Utusan khusus PBB untuk Afghanistan, Deborah Lyons, mengatakan perlu ditemukan cara agar uang cepat mengalir ke negara itu "untuk mencegah kehancuran total ekonomi dan tatanan sosial". Lyons juga mengingatkan bahwa perlu dipastikan dana tersebut tidak disalahgunakan oleh Taliban.
Ia mengatakan kepada Dewan Keamanan PBB bahwa Afghanistan dapat diatur "kembali dari generasi ke generasi."
"Ekonomi harus dibiarkan bernapas selama beberapa bulan lagi, memberi Taliban kesempatan untuk menunjukkan fleksibilitas dan keinginan tulus untuk melakukan hal-hal yang berbeda kali ini, terutama dari perspektif hak asasi manusia, gender, dan kontraterorisme," kata Lyons kepada dewan yang beranggotakan 15 orang itu.
Sebagian besar aset bank sentral Afghanistan senilai 10 miliar dolar AS (sekitar Rp 145 triliun) diparkir di luar negeri. Aset-aset itu dianggap sebagai instrumen kunci bagi Barat untuk menekan Taliban.

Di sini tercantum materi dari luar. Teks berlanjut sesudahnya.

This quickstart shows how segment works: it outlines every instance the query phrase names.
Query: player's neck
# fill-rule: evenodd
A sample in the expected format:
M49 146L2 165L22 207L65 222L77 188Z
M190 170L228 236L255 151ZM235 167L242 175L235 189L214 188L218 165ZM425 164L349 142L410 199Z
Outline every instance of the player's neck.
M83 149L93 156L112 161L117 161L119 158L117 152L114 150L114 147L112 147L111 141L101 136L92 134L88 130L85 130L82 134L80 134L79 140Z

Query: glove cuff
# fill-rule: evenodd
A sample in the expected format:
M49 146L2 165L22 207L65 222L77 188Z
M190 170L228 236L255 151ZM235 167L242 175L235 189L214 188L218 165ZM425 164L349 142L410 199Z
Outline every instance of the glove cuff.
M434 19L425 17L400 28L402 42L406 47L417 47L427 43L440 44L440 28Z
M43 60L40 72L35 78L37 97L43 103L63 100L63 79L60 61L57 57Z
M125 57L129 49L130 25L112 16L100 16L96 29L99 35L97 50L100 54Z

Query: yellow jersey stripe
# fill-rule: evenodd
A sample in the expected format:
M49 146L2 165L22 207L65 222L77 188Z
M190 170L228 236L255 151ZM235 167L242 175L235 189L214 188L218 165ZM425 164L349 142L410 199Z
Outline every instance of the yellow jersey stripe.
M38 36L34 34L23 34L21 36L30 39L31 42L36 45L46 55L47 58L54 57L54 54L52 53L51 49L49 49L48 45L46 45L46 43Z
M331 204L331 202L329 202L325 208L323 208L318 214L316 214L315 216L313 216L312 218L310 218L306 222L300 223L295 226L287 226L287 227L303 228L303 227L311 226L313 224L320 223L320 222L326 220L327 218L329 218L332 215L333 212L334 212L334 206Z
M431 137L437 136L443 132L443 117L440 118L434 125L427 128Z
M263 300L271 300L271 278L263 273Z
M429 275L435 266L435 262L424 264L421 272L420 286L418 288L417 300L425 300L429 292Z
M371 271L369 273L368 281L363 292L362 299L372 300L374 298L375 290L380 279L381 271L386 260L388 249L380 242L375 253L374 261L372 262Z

Departemen Keuangan AS mengatakan Amerika Serikat tidak mengurangi sanksi Taliban atau melonggarkan pembatasan akses kelompok Islamis itu ke sistem keuangan global.
Dana Moneter Internasional juga telah memblokir Taliban dari mengakses sekitar 440 juta dolar (sekitar Rp 6,2 triliun) dana cadangan darurat baru. "Taliban mencari legitimasi dan dukungan internasional. Pesan kami sederhana: legitimasi dan dukungan apa pun harus diperoleh dengan melakukan pencapaian," kata diplomat senior AS Jeffrey DeLaurentis kepada Dewan Keamanan.

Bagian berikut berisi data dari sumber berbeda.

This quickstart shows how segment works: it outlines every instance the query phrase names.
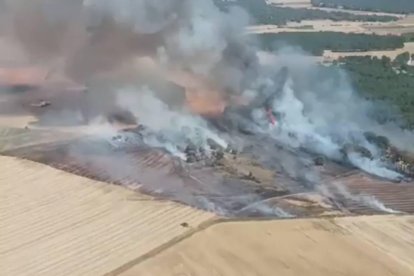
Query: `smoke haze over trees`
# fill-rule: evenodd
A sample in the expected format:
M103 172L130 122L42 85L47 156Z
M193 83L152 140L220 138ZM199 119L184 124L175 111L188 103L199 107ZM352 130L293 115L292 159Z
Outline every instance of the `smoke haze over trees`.
M364 52L394 50L404 47L405 39L393 35L368 35L340 32L293 32L259 35L266 49L275 45L295 45L313 54L322 55L324 50L334 52Z
M391 13L414 12L412 0L312 0L315 6Z
M274 24L284 25L289 21L301 20L333 20L333 21L394 21L394 16L377 16L377 15L355 15L346 12L327 12L321 10L312 10L306 8L287 8L268 5L265 0L237 0L222 1L215 0L215 3L222 9L239 5L246 9L253 17L256 24Z
M408 56L406 53L397 57L395 61L387 57L347 57L339 62L349 73L354 87L363 97L385 102L401 112L402 117L399 116L399 112L388 116L383 113L382 120L402 121L405 127L413 129L414 69L406 65Z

Rusia dan China sama-sama berpendapat bahwa aset Afghanistan tidak boleh dibekukan. "Aset-aset ini milik Afghanistan dan harus digunakan untuk Afghanistan, bukan dipakai sebagai pengaruh untuk melancarkan ancaman atau pengekangan," kata Wakil Duta Besar China untuk PBB Geng Shuang.